James Taylor has created a workflow on galaxy which you can import and share:
http://main.g2.bx.psu.edu/u/james/w/workflow-from-ucsc-genes-and-symbols

This workflow allows you to take a set of genome coordinates, in bed format, and retrieve a list of gene names for all of the nearby and flanking genes.

What you need to upload to use in this workflow:

  1. A set of background UCSC genes : upload directly into Galaxy using the Get Data link to UCSC Main. This will take you to the UCSC Table Browser.
    1. In the Table Browser, select your species and the genome build that matches the bed coordinates of your peaks.
    2. Select group:
      "Gene and Gene prediction tracks"
      track: UCSC Genes;
      table: KnownGene
    3. Make sure genome is checked under region (should be by default).
    4. Set output format as BED-browser extensible data and check Send output to Galaxy (will happen by default if you link out of Galaxy).
    5. Then select get output to send the table to Galaxy.

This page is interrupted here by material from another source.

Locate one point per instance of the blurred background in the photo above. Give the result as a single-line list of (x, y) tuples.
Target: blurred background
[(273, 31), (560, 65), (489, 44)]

  2. A file that translates UCSC gene names to standard gene symbols (this is the input required for most functional programs).
    To do this:
    1. In Galaxy, Get Data again from UCSC Main.
    2. In the Table browser, repeat steps b and c above; except for the Table, select kg X Ref at the bottom of the drop down menu.
    3. In output format, select selected fields from primary and related tables and select get output
    4. This time a new page will open up; scroll down to hg19.kgXref fields and select both (1) kgID and (2) geneSymbol, then scroll to the bottom of the page and click Allow selection from ... .
    5. Then scroll back up to the top section and select done with selections
    6. A new page will come up; select send query to galaxy.

  3. In Galaxy, import Jame's workflow and select run to start the program.
    1. In the first field, select the table you created in 2, above
    2. In the second field, select the table you created in 1, above
    3. In the third field , select your data set bed file
      1. You need to upload this first
      2. Remember BED file is a tab-separated list of chromosome, start and stop positions for your peaks, saved as plain text:
        chr11234412544
    4. Click run workflow; if all goes well you should end up with a simple list of gene names.

Exercise:
You can try this using the human Hg19 genome build and the TF1-top50.bed file provided for the meme exercise.